A range is an array of consecutive numbers:

`np.arange(end)`:  An array of increasing integers from 0 up to `end`

`np.arange(start, end)`: An array of increasing integers from `start` up to `end`

`np.arange(start, end, step)`: A range with `step` between consecutive values

The range always includes `start` but excludes `end`


### Lists vs Arrays

* Lists are more flexible:
  * Re-sizeable and can contain elements of different types.


* Numpy arrays have some other advantages:
  * Size – They take up less computer memory than lists
  * Performance - They faster to access than lists
  * Functionality - SciPy and NumPy have optimized functions such as linear algebra operations built in.

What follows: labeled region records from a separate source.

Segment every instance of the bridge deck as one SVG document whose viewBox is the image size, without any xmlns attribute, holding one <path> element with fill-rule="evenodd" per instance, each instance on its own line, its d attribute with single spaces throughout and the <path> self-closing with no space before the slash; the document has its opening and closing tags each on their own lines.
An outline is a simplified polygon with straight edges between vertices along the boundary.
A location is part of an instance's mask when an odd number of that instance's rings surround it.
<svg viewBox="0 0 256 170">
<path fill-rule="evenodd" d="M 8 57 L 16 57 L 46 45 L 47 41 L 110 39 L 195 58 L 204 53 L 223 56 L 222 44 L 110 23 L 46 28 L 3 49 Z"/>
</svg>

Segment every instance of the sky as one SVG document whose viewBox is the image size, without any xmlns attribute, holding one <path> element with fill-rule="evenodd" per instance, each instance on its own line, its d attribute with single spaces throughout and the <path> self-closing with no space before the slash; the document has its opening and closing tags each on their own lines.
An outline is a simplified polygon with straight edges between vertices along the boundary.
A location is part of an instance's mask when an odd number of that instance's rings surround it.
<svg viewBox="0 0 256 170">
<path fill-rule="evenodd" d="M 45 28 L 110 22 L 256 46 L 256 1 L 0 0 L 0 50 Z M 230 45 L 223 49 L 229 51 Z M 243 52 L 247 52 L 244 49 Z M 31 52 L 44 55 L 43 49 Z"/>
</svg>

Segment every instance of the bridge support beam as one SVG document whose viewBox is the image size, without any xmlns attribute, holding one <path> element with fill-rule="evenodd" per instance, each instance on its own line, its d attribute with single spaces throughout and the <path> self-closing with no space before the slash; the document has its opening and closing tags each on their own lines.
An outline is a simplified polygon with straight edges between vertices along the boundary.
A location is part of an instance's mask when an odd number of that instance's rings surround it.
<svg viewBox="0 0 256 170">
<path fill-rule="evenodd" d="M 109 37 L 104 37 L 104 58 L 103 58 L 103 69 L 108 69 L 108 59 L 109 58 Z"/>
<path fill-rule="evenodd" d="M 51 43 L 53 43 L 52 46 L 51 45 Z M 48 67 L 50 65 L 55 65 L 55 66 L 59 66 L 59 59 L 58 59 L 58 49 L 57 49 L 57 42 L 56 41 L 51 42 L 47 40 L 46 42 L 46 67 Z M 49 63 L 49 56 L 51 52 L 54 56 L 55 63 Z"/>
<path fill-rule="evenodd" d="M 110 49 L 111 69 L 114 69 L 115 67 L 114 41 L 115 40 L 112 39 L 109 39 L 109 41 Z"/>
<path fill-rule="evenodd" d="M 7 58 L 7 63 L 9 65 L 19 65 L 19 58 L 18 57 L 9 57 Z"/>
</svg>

The advantages of arrays become more noticeable as the number of values you are storing in them increases
* “Big Data”

Now lets create an array - converting a python list to a numpy array


In [None]:
my_array = np.array([1,2,3,4])
print(my_array)

Two ways to get the sum of elements in the array

In [None]:
print(sum(my_array))
print(my_array.sum())

Add two arrays

In [None]:
my_array2 = np.array([5,6,7,8])
my_array + my_array2

Two ways to get the number of elements in the array

In [None]:
print(my_array.size)
print(len(my_array))

Arrays require items to all be of the same type.  Lists allow different types.


In [None]:
my_other_list = [1,2,3,4,'banana']
my_other_list

Convert float to string

In [None]:
my_other_array = np.array([1.0,'this is kinda confusing'])
print(my_other_array)

There are many methods that can be applied to arrays

In [None]:
np.count_nonzero(np.array([1,2,0,2,1,0,2]))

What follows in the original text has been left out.